Der Direktor faßt sich. Er erklärt, daß über diese Dinge noch keine Anweisung von der Behörde vorliege. Einstweilen müßten wir uns deshalb wohl auf die Klassen verteilen, aus denen wir fortgegangen seien. Später würde man dann ja sehen, was zu machen wäre.

Gemurmel und Gelächter antworten ihm.

«Das glauben Sie doch wohl selber nicht«, sagt Willy ärgerlich,»daß wir uns zu Kindern, die nicht Soldaten waren, auf die Bank setzen und brav die Finger hochhalten, wenn wir was wissen. Wir bleiben zusammen.«

Jetzt erst sehen wir richtig, wie komisch das alles hier ist. Jahrelang durften wir schießen, stechen und töten — aber nun soll es wichtig sein, ob wir aus der zweiten oder dritten Klasse dazu aufgebrochen sind. Der eine konnte schon mit zwei, der andere erst mit einer Unbekannten rechnen.
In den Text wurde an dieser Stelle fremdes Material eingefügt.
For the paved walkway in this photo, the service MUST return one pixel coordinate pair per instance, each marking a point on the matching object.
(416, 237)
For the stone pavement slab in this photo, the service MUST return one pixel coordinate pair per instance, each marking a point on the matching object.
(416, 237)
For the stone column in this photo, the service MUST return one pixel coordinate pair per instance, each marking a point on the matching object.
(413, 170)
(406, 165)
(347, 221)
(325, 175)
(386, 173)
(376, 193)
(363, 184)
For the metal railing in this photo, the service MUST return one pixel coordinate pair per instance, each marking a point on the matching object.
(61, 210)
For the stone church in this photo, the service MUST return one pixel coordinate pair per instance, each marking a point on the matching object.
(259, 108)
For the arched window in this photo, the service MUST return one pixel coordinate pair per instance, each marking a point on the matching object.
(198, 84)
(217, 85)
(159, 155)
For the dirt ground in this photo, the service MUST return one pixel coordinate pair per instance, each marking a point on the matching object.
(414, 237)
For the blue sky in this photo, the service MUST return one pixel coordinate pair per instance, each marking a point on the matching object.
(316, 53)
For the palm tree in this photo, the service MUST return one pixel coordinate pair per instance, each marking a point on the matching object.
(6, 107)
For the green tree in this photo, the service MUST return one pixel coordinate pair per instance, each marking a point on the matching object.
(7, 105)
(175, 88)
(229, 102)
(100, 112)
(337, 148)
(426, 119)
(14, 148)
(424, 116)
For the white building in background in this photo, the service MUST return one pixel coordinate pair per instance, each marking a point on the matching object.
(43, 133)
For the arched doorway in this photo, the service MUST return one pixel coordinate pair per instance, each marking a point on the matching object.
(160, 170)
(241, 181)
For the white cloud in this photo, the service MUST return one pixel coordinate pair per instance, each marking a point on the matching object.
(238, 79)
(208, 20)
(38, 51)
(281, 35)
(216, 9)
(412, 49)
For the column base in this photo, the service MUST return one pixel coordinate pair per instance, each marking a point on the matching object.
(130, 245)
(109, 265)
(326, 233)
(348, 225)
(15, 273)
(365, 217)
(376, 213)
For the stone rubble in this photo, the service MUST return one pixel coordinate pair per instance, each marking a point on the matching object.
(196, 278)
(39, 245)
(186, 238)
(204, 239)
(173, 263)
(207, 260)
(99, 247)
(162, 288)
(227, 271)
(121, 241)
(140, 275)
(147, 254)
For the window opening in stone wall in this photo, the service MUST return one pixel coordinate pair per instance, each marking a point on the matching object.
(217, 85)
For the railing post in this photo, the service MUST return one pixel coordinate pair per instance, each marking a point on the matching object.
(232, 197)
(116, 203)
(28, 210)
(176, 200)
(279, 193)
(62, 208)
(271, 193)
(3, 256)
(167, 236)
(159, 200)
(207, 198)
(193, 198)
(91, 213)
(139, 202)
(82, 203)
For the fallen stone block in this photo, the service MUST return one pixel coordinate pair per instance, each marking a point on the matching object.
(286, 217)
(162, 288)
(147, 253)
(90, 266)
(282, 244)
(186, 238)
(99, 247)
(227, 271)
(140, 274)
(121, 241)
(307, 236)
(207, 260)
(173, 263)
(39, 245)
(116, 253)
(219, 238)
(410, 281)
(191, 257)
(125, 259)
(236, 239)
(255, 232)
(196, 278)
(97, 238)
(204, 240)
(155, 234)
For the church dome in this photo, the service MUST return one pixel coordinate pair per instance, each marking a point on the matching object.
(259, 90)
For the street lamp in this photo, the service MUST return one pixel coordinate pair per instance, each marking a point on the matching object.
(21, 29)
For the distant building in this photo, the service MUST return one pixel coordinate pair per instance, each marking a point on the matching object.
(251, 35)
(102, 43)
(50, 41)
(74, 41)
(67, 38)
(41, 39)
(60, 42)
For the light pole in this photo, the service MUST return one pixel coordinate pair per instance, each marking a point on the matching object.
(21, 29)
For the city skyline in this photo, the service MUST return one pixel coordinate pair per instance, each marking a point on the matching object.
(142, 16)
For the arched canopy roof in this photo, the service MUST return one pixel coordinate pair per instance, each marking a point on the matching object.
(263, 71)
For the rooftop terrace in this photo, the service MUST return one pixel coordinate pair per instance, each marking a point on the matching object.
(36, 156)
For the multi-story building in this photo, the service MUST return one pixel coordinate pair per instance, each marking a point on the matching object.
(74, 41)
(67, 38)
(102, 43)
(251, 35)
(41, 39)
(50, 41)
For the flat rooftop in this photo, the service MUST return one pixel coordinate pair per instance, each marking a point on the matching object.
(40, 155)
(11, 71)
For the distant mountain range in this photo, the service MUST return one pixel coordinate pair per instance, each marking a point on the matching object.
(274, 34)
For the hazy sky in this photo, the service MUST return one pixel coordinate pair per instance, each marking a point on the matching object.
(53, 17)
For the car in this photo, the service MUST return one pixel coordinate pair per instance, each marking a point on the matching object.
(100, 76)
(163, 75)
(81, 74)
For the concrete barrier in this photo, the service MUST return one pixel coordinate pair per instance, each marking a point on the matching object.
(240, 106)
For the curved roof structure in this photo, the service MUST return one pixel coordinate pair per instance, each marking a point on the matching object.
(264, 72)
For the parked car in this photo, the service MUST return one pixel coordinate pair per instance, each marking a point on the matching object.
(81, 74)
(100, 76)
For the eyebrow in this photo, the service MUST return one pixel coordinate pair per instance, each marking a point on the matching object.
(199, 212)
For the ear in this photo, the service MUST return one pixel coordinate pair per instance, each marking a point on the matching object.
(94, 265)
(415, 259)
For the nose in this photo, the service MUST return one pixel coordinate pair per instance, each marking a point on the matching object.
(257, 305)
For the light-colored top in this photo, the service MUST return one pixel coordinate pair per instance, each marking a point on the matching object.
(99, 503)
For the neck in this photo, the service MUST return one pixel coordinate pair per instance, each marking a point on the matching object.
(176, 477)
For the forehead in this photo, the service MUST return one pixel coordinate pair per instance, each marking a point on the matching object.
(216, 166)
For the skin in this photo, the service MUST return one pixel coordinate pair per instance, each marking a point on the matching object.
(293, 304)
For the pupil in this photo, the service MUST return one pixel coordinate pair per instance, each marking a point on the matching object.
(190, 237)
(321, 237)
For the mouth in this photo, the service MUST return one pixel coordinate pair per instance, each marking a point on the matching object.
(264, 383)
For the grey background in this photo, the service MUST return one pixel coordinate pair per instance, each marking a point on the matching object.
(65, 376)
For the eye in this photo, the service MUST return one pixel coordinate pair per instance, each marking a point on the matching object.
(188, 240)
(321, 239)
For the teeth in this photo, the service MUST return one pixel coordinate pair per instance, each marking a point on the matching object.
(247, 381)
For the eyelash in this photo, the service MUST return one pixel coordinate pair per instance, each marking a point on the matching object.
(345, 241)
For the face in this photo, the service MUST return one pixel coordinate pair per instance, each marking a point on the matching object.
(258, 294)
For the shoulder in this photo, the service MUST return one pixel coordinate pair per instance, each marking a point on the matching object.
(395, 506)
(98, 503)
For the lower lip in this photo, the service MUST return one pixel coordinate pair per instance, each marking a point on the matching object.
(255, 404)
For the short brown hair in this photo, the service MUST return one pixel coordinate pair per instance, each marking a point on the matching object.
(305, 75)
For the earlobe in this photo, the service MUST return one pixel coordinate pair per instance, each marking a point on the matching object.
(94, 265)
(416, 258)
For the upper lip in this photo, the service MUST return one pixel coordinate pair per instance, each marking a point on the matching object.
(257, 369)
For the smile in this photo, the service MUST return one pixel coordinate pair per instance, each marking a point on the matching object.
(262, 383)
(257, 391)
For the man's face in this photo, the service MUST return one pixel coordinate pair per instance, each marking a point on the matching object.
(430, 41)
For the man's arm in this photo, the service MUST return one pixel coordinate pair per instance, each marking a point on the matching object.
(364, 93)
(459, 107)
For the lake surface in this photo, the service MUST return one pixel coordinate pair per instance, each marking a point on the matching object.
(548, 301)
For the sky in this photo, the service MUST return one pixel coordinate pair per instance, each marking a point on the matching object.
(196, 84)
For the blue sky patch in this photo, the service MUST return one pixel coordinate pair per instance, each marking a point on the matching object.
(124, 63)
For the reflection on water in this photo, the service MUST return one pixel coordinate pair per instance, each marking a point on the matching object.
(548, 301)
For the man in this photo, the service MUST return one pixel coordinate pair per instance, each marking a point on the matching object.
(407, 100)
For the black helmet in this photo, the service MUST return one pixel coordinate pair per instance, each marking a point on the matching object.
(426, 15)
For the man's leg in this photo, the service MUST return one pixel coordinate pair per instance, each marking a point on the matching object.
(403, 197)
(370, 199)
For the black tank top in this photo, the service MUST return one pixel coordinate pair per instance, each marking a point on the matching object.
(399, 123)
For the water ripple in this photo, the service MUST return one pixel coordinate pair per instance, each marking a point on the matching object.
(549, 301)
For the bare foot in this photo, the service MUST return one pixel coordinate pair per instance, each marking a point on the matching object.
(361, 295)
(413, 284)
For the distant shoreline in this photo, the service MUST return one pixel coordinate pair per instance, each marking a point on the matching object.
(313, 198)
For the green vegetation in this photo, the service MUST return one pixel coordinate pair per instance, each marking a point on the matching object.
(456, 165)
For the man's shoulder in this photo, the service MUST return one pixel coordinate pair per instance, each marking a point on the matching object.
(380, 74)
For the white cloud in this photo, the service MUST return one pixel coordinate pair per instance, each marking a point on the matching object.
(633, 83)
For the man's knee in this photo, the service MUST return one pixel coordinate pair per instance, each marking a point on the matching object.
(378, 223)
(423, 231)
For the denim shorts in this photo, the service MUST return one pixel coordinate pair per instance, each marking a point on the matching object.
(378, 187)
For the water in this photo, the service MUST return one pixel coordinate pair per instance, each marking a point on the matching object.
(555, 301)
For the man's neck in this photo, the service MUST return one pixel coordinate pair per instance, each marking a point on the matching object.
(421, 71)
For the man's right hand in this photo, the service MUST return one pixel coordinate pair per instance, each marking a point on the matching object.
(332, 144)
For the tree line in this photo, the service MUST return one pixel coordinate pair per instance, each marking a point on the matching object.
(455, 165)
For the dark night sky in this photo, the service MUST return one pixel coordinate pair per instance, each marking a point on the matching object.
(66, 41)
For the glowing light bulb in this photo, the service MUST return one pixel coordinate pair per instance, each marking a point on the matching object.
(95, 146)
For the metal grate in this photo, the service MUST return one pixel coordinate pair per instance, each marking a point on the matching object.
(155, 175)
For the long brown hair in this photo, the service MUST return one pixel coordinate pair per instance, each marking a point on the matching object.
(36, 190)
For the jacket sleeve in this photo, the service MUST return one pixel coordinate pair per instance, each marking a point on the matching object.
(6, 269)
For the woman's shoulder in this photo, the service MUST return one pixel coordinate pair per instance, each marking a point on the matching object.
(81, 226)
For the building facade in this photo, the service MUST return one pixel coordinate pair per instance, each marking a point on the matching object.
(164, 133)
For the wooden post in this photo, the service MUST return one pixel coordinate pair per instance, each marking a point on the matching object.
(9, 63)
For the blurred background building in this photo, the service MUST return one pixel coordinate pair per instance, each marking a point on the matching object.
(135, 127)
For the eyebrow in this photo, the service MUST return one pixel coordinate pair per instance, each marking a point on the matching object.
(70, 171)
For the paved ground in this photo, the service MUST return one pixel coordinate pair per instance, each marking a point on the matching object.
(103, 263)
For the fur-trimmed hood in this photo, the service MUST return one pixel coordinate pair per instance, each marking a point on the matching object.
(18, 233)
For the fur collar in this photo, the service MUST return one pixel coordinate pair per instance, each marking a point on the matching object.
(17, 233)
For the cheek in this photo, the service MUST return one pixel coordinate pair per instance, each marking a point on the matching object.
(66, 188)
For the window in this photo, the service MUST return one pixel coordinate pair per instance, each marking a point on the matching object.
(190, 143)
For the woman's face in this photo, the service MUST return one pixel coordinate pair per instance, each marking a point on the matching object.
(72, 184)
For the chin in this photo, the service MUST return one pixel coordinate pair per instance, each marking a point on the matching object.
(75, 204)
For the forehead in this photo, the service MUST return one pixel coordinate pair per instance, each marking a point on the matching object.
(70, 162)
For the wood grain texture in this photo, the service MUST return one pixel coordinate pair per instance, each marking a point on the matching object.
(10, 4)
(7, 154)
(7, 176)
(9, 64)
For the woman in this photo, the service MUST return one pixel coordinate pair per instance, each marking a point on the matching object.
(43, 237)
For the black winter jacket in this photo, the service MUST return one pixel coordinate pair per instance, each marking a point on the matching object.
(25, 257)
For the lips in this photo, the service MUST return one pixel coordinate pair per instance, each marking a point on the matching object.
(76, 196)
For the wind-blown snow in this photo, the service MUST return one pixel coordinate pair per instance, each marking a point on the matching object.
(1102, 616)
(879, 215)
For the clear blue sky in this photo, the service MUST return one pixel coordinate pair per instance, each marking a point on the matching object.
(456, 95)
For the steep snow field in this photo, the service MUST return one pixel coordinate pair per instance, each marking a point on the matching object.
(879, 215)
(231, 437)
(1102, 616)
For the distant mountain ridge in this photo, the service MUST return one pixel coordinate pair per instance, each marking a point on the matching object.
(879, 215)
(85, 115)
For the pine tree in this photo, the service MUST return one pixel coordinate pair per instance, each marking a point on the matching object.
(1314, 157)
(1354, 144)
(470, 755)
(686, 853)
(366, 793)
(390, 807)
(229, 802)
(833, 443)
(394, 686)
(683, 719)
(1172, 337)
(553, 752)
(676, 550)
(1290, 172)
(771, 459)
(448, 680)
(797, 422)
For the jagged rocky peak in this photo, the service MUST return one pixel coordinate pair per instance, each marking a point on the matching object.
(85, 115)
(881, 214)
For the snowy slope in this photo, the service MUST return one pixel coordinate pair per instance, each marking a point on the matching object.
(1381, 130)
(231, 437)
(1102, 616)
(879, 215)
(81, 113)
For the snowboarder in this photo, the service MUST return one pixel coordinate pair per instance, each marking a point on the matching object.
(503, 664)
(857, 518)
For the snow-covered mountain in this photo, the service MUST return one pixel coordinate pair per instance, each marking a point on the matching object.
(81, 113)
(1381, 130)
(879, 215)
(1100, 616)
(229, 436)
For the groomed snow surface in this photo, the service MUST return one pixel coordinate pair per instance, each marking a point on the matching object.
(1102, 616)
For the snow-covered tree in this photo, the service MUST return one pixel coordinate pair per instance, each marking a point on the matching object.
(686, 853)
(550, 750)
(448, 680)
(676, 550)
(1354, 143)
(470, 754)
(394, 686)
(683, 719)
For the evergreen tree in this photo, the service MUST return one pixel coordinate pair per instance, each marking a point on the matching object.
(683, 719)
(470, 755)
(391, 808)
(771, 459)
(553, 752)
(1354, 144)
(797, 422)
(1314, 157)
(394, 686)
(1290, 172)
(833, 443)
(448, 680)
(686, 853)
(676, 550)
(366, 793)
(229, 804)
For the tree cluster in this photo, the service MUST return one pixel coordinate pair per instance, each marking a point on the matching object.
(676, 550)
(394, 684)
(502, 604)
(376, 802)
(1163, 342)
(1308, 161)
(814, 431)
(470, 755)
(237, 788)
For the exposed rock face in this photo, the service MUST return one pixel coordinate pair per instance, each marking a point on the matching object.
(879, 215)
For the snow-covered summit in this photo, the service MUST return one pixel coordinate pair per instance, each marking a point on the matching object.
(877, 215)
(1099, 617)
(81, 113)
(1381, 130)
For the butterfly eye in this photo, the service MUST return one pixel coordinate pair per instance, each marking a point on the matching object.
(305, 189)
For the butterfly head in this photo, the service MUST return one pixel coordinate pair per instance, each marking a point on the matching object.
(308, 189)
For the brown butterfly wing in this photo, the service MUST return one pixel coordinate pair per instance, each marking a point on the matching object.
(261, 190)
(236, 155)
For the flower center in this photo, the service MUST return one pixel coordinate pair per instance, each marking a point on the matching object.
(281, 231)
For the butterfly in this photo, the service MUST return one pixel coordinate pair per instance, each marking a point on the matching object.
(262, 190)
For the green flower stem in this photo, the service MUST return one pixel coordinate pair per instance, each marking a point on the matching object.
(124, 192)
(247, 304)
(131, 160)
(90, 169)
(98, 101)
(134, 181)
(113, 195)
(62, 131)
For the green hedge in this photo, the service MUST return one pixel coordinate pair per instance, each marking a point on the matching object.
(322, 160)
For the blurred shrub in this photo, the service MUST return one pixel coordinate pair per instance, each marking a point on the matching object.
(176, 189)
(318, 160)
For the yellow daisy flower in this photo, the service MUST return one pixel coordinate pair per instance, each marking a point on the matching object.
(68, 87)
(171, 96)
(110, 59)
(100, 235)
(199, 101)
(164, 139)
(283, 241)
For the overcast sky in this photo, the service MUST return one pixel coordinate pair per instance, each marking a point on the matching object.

Das sind Unterschiede, die hier gelten.

Der Direktor verspricht, einen Antrag zu stellen, um Sonderkurse für die Soldaten zu erwirken.

«Darauf können wir nicht warten«, sagt Albert Troßke kurz.»Es ist besser, wir machen die Sache selbst.«

Der Direktor erwidert nichts; schweigend geht er zur Tür.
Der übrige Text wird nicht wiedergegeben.